È affascinante come gli stati d’animo dei protagonisti vengano comunicati visivamente tramite una sorta di “scenografia” o di set teatrale, anche perché in mancanza di una rappresentazione dettagliata dei visi, il gioco rinuncia alla mimica facciale e ripiega sul “mood” e sull’atmosfera, tramite la colonna sonora e il sound design curati in maniera eccellente da Eli Rainsberry, che adatta la musica alle diverse fasce del giorno, ai momenti in cui i protagonisti sono soli o in compagnia, alle diverse aree della casa.
L’insicurezza e l’umore di Bo e Ao coprono ogni interazione, qualsiasi dialogo sembra in secondo piano rispetto all’amarezza di dover lasciare un porto sicuro. Anche la presenza di Gi, un demone interiore—che in realtà ha pochissimo spazio—non riesce a distogliere l’attenzione dalla pesantezza del momento, e non definisce qualcos’altro della personalità di Ao e Bo. Il demone di Bo occupa uno spazio fisico, in camera da letto e in uno stanzino dotato di televisione, e per quanto i dialoghi cerchino di rappresentare un tormento interiore fatto di rimorsi, insoddisfazione e paura per il futuro con una forte carica metaforica, il risultato finale appare superficiale. Degli altri personaggi che popolano la vita dei due protagonisti non resta veramente nulla, solo alcuni nomi in scene che ogni tanto Bo e Ao ricordano tra una conversazione malinconica e l’altra.

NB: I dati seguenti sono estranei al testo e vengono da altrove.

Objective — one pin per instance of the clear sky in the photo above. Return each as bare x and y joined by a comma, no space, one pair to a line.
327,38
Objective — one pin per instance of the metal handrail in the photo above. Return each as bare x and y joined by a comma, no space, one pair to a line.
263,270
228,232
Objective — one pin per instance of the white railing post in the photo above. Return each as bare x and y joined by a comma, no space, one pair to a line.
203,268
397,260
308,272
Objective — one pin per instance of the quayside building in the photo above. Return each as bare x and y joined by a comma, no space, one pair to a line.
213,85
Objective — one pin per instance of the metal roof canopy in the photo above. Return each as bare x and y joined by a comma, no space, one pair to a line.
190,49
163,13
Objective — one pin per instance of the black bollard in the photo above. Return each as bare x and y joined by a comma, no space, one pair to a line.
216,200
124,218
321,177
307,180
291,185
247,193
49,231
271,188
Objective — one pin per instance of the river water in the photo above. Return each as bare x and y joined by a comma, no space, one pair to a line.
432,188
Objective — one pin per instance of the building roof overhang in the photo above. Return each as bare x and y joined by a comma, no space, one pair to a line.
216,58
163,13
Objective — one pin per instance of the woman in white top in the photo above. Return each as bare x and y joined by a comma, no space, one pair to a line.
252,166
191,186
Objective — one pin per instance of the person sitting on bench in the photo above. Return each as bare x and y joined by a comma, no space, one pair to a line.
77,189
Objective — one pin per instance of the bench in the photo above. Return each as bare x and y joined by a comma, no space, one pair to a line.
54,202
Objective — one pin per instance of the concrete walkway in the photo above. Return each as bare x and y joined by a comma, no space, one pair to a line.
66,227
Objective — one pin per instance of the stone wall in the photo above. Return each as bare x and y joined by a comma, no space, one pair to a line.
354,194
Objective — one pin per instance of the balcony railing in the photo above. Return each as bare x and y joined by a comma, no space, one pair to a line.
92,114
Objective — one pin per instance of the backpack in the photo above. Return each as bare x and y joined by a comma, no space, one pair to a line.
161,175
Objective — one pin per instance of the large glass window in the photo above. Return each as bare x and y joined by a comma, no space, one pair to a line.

La grafica low-poly pulita e le musiche rendono l’esperienza di gioco piacevole, ma la scarsa fluidità nei movimenti dei personaggi e molti tempi morti allontanano No Longer Home dal modello a cui probabilmente si ispira, Kentucky Route Zero, uscito nel 2013. Il riferimento diventa palese in una scena con Bo (“Sullo schermo c’è un uomo ad una pompa di benzina con il suo cane”, incipit indimenticabile del titolo di Cardboard Computer), ma No Longer Home riesce solo a trasmettere malinconia e straniamento, mentre manca una concatenazione memorabile di eventi; e manca, in queste due ore di avventura, anche la critica sociale sui grandi temi che caratterizza Kentucky Route Zero (che si occupa della Grande Depressione, di cosa c’è dopo la morte, degli esclusi sociali).
L’unica eccezione è il non-binarism di Bo, che emerge di frequente: sull’argomento non c’è quasi mai un focus totale, ma è un tema che aleggia nel gioco, essendo parte della sua quotidianità. All’inizio può essere confusionario per un lettore che non sia abituato o informato sull’uso del pronome neutro “they” in lingua inglese, ma No Longer Home presenta la questione genderqueer senza uno scopo didattico o un intento che non sia quello di rappresentare il personaggio di Bo in un frammento della sua vita.
«La precarietà e l’identità sono temi dominanti nella storia. Gli eventi del videogioco si basano sulle nostre esperienze, in un momento in cui ci sentivamo disillusi dalla vita dopo l’università e stavamo cercando di capire cosa fare dopo» racconta Cel Davison, lead writer del gioco. «No Longer Home riguarda l’esplorare il nostro posto nel mondo e il restare meravigliati dalla vita di tutti i giorni».
Al di là delle scelte linguistiche e stilistiche, No Longer Home ci racconta una storia che abbiamo vissuto o che vivremo tutti. Come dice Ao: “A volte vorrei scomparire; dissolvermi in un milione di particelle… Semplicemente chiudere gli occhi e spegnere la mia esistenza. Nessun ricordo di me; solo parte dell’aria”. L’opera di Humble Grove ci racconta la difficoltà nel diventare adulti e l’angoscia che comporta, ci racconta lo sgretolamento del senso di appartenenza e di quella “togetherness” che da adolescenti e giovani adulti cerchiamo ancora di rincorrere, mentre le nostre vite ci portano altrove. Ma forse ce ne parla anche per ricordarci che non siamo gli unici a sperimentarlo.